Skill Structure Reference

skills/<skill-name>/
├── SKILL.md                        Required
│   ├── --- (YAML frontmatter)
│   │   ├── name:                   Kebab-case, max 64 chars
│   │   ├── description:            Max 1024 chars — what it does + when to trigger
│   │   └── allowed-tools:          Tools this skill may call
│   └── (Markdown instructions)
├── references/                      Optional — one level deep only
│   └── *.md
└── .workspace/
    └── evals/
        ├── evals.json              Required — functional test cases
        ├── trigger-evals.json      Required — 20 trigger accuracy queries
        └── files/                   Optional — input fixtures

Requirements checklist

  • Directory name: lowercase-hyphenated, max 64 characters
  • SKILL.md frontmatter has name, description, allowed-tools
  • name matches the directory name exactly
  • description written in third person with trigger words and "Make sure to use this skill whenever..."
  • SKILL.md body under 500 lines (100 lines if simple — move detail to references/)
  • Reference files one level deep — no chains
  • No secrets, credentials, or PII anywhere
  • evals.json has at least 2 test cases with expectations arrays
  • trigger-evals.json has exactly 20 queries (10 should-trigger, 10 should-not-trigger)
  • Trigger accuracy ≥ 95% (19/20 correct) before opening a PR
  • marketplace.json updated (new skill only)
  • README.md skills table updated (new skill only)

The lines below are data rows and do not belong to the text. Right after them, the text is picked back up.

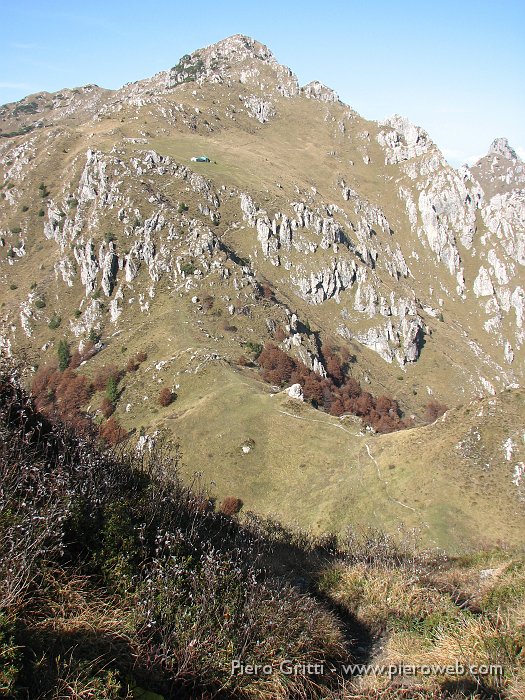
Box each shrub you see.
[126,357,140,372]
[99,416,127,445]
[57,340,71,372]
[47,314,62,331]
[244,340,263,359]
[100,396,115,418]
[69,340,97,369]
[273,326,286,343]
[106,374,119,404]
[222,321,237,333]
[158,387,175,407]
[93,365,123,391]
[202,295,215,311]
[219,496,244,516]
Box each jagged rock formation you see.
[0,35,525,400]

Writing a good description

The description field is the only thing Claude reads when deciding whether to load a skill. It must be self-contained.

Do:

  • Start with what the skill produces or does: "Generates...", "Reviews...", "Saves..."
  • Include specific trigger phrases the user would actually say
  • Use "Make sure to use this skill whenever..." to prevent under-triggering
  • Name specific file types, keywords, or contexts that distinguish this skill

Don't:

  • Start with "Use this to..." (weak framing)
  • Be so broad that it conflicts with other skills
  • Bury the trigger conditions at the end

Running Evals

Trigger accuracy — trigger-evals.json

Tests whether the skill description activates on the right prompts. Uses run_loop.py from the create-a-skill skill.

cd ~/.claude/skills/create-a-skill

python3 -m scripts.run_loop \
  --eval-set skills/<skill-name>/.workspace/evals/trigger-evals.json \
  --skill-path skills/<skill-name> \
  --model claude-sonnet-4-6 \
  --max-iterations 5 \
  --verbose

The script runs up to 5 iterations, improving the description each time the score is below the threshold. When it exits, check best_description in the JSON output — if it's better than the current description, apply it to SKILL.md.

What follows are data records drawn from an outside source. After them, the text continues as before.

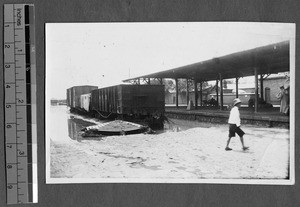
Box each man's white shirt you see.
[228,106,241,127]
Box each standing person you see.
[276,86,289,114]
[225,98,249,151]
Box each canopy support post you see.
[254,67,258,113]
[260,74,264,100]
[194,80,198,109]
[200,81,203,106]
[186,79,190,106]
[219,73,223,110]
[175,78,178,108]
[235,77,239,98]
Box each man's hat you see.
[233,98,242,106]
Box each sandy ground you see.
[50,106,289,180]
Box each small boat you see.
[81,120,151,137]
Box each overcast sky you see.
[46,22,295,99]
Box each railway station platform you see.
[165,106,290,128]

Target: 95% (19/20 correct).

Note on project-local workflow skills: The three skills in .claude/skills/ (start, release, conventions) are designed for explicit slash-command invocation and score ~50% on trigger accuracy. This is expected and acceptable — see each skill's README.md for the explanation. The 95% target applies to skills in skills/ only.

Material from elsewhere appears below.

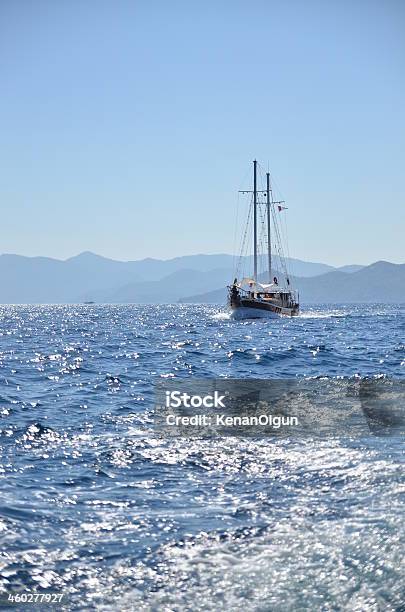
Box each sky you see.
[0,0,405,265]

Functional evals — evals.json

Tests whether the skill produces the right output. Uses /create-a-skill to spawn parallel subagents.

/create-a-skill I want to run the functional evals for skills/<skill-name>

Results land in .workspace/iteration-N/. Review the graded outputs — each expectations entry should show passed: true. Iterate on SKILL.md until outputs are consistently correct.


Reporting Issues

Open a GitHub issue and include:

  • The skill name and version or commit SHA
  • The exact prompt you used
  • What you expected to happen
  • What actually happened
  • The Claude model and tool (e.g. Claude Code CLI, claude.ai)

Or use /start to file it directly from Claude Code.


License

By contributing, you agree that your contributions will be licensed under the project's MIT License.